Mesothelioma- A type of cacer caused by Asbestos continues

EPIDEMIOLOGY
Incident

Although reported incidence rates have increased in the past 20 years, mesothelioma is still a relatively rare cancer. The incidence is approximately one per 1,000,000. For comparison, populations with high levels of smoking can have a lung cancer incidence of over 1,000 per 1,000,000. Incidence of malignant mesothelioma currently ranges from about 7 to 40 per 1,000,000 in industrialized Western nations, depending on the amount of asbestos exposure of the populations during the past several decades. It has been estimated that incidence may have peaked at 15 per 1,000,000 in the United States in 2004. Incidence is expected to continue increasing in other parts of the world. Mesothelioma occurs more often in men than in women and risk increases with age, but this disease can appear in either men or women at any age. Approximately one fifth to one third of all mesotheliomas are peritoneal.

Between 1940 and 1979, approximately 27.5 million people were occupationally exposed to asbestos in the United States . Between 1973 and 1984, there has been a threefold increase in the diagnosis of pleural mesothelioma in Caucasian males. From 1980 to the late 1990s, the death rate from mesothelioma in the USA increased from 2,000 per year to 3,000, with men four times more likely to acquire it than women. These rates may not be accurate, since it is possible that many cases of mesothelioma are misdiagnosed as adenocarcinoma of the lung, which is difficult to differentiate from mesothelioma.

Risk factors
Working with asbestos is the major risk factor for mesothelioma. A history of asbestos exposure exists in almost all cases. However, mesothelioma has been reported in some individuals without any known exposure to asbestos. In rare cases, mesothelioma has also been associated with irradiation, intrapleural thorium dioxide (Thorotrast), and inhalation of other fibrous silicates, such as erionite.

Asbestos is the name of a group of minerals that occur naturally as masses of strong, flexible fibers that can be separated into thin threads and woven. Asbestos has been widely used in many industrial products, including cement, brake linings, roof shingles, flooring products, textiles, and insulation. If tiny asbestos particles float in the air, especially during the manufacturing process, they may be inhaled or swallowed, and can cause serious health problems. In addition to mesothelioma, exposure to asbestos increases the risk of lung cancer, asbestosis (a noncancerous, chronic lung ailment), and other cancers, such as those of the larynx and kidney.
The combination of smoking and asbestos exposure significantly increases a person's risk of developing cancer of the airways (lung cancer, bronchial carcinoma). The Kent brand of cigarettes used asbestos in its filters for the first few years of production in the 1950s and some cases of mesothelioma have resulted. Smoking modern cigarettes does not appear to increase the risk of mesothelioma. Some studies suggest that simian virus 40 (SV40) may act as acofactor in the development of mesothelioma.
Exposure
Asbestos was known in antiquity, but it wasn't mined and widely used commercially until the late 1800s. Its use greatly increased duringWorld War II. Since the early 1940s, millions of American workers have been exposed to asbestos dust.
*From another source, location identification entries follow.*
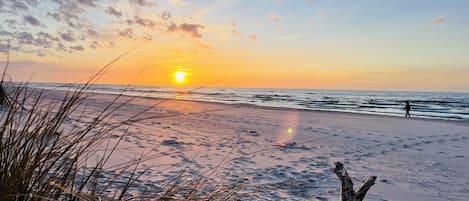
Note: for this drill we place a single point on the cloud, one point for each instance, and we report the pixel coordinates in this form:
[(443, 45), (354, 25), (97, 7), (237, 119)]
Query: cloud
[(193, 30), (178, 2), (146, 3), (87, 2), (252, 38), (77, 48), (68, 36), (126, 33), (439, 20), (71, 24), (114, 12), (32, 20), (274, 18)]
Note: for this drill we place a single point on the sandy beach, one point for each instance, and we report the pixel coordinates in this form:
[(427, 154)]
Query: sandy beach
[(285, 154)]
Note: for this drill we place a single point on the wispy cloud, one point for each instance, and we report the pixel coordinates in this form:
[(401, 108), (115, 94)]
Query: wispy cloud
[(178, 2), (68, 26), (32, 20), (192, 30)]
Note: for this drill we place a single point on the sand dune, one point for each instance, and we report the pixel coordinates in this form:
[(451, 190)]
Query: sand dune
[(278, 154)]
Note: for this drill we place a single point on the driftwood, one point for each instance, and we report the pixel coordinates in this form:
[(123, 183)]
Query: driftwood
[(346, 188)]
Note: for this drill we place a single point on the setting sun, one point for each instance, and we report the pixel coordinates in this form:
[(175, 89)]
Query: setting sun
[(180, 77)]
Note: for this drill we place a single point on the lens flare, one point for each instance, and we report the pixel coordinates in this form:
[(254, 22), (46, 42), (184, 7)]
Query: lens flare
[(180, 77)]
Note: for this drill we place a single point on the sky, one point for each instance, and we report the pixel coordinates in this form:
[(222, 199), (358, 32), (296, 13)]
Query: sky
[(416, 45)]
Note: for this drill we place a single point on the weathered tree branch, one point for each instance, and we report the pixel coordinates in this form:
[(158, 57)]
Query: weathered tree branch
[(346, 188)]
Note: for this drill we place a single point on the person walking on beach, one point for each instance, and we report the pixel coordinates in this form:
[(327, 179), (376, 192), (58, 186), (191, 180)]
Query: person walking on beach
[(407, 109)]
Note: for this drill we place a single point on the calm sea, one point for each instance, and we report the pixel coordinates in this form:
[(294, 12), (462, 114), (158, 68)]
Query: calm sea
[(434, 105)]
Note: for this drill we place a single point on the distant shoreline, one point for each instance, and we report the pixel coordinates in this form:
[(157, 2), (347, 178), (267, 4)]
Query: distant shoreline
[(287, 109)]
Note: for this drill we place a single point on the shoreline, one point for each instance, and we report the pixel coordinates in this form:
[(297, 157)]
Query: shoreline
[(269, 145), (247, 105)]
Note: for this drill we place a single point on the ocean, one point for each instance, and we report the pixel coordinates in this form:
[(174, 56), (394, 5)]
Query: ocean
[(431, 105)]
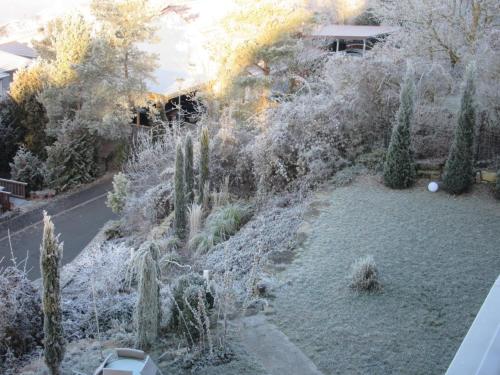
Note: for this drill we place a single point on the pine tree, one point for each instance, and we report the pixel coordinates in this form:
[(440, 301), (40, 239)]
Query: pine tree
[(50, 260), (188, 169), (147, 311), (399, 167), (459, 169), (204, 162), (180, 194), (497, 186)]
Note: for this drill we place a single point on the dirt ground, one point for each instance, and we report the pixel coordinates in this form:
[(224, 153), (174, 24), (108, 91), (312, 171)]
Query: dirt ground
[(438, 256)]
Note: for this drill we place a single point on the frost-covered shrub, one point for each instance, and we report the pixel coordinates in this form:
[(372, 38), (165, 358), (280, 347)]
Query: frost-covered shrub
[(221, 224), (151, 161), (117, 198), (27, 167), (21, 318), (157, 203), (185, 294), (364, 275), (373, 160), (195, 214)]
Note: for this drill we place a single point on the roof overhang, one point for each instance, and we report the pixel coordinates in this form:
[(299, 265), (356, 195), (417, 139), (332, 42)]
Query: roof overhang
[(351, 32)]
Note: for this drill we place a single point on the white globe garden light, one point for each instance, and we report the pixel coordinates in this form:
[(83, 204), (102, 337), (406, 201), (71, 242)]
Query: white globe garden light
[(433, 187)]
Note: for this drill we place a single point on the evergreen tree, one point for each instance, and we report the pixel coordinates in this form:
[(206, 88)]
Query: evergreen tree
[(27, 167), (204, 162), (497, 186), (459, 169), (147, 311), (188, 169), (180, 194), (50, 261), (72, 159), (399, 167)]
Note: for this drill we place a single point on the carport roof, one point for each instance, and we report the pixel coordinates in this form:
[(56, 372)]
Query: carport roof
[(354, 32)]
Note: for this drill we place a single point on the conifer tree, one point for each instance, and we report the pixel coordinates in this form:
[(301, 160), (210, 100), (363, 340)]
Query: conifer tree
[(147, 311), (399, 167), (497, 186), (204, 162), (459, 169), (188, 169), (180, 194), (50, 260)]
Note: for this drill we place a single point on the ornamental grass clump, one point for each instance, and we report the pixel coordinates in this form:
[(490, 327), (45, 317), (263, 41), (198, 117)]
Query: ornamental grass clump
[(399, 167), (147, 311), (364, 275), (51, 252), (187, 317), (458, 173), (204, 163), (221, 224), (180, 195), (188, 168)]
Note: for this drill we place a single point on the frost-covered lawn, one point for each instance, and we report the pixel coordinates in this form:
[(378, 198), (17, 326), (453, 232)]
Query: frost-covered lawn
[(437, 256)]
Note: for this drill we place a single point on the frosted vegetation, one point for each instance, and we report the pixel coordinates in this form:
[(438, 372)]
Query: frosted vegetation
[(218, 219)]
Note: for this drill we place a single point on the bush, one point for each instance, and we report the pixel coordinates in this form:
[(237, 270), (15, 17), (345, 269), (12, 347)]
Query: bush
[(221, 224), (116, 199), (21, 319), (156, 203), (364, 275), (185, 295), (26, 167)]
Initially, the risks associated with asbestos exposure were not publicly known. However, an increased risk of developing mesothelioma was later found among shipyard workers, people who work in asbestos mines and mills, producers of asbestos products, workers in the heating and construction industries, and other tradespeople. Today, the U.S.Occupational Safety and Health Administration (OSHA) sets limits for acceptable levels of asbestos exposure in the workplace, and created guidelines for engineering controls and respirators, protective clothing, exposure monitoring, hygiene facilities and practices, warning signs, labeling, recordkeeping, and medical exams. By contrast, the British Government's Health and Safety Executive (HSE) states formally that any threshold for mesothelioma must be at a very low level and it is widely agreed that if any such threshold does exist at all, then it cannot currently be quantified. For practical purposes, therefore, HSE does not assume that any such threshold exists. People who work with asbestos wear personal protective equipment to lower their risk of exposure.

Occupational

Exposure to asbestos fibres has been recognised as an occupational health hazard since the early 1900s. Several epidemiological studies have associated exposure to asbestos with the development of lesions such as asbestos bodies in the sputum, pleural plaques, diffuse pleural thickening, asbestosis, carcinoma of the lung and larynx, gastrointestinal tumours, and diffuse mesothelioma of the pleura and peritoneum.

The documented presence of asbestos fibres in water supplies and food products has fostered concerns about the possible impact of long-term and, as yet, unknown exposure of the general population to these fibres. Although many authorities consider brief or transient exposure to asbestos fibres as inconsequential and an unlikely risk factor, some epidemiologists claim that there is no risk threshold. Cases of mesothelioma have been found in people whose only exposure was breathing the air through ventilation systems. Other cases had very minimal (3 months or less) direct exposure.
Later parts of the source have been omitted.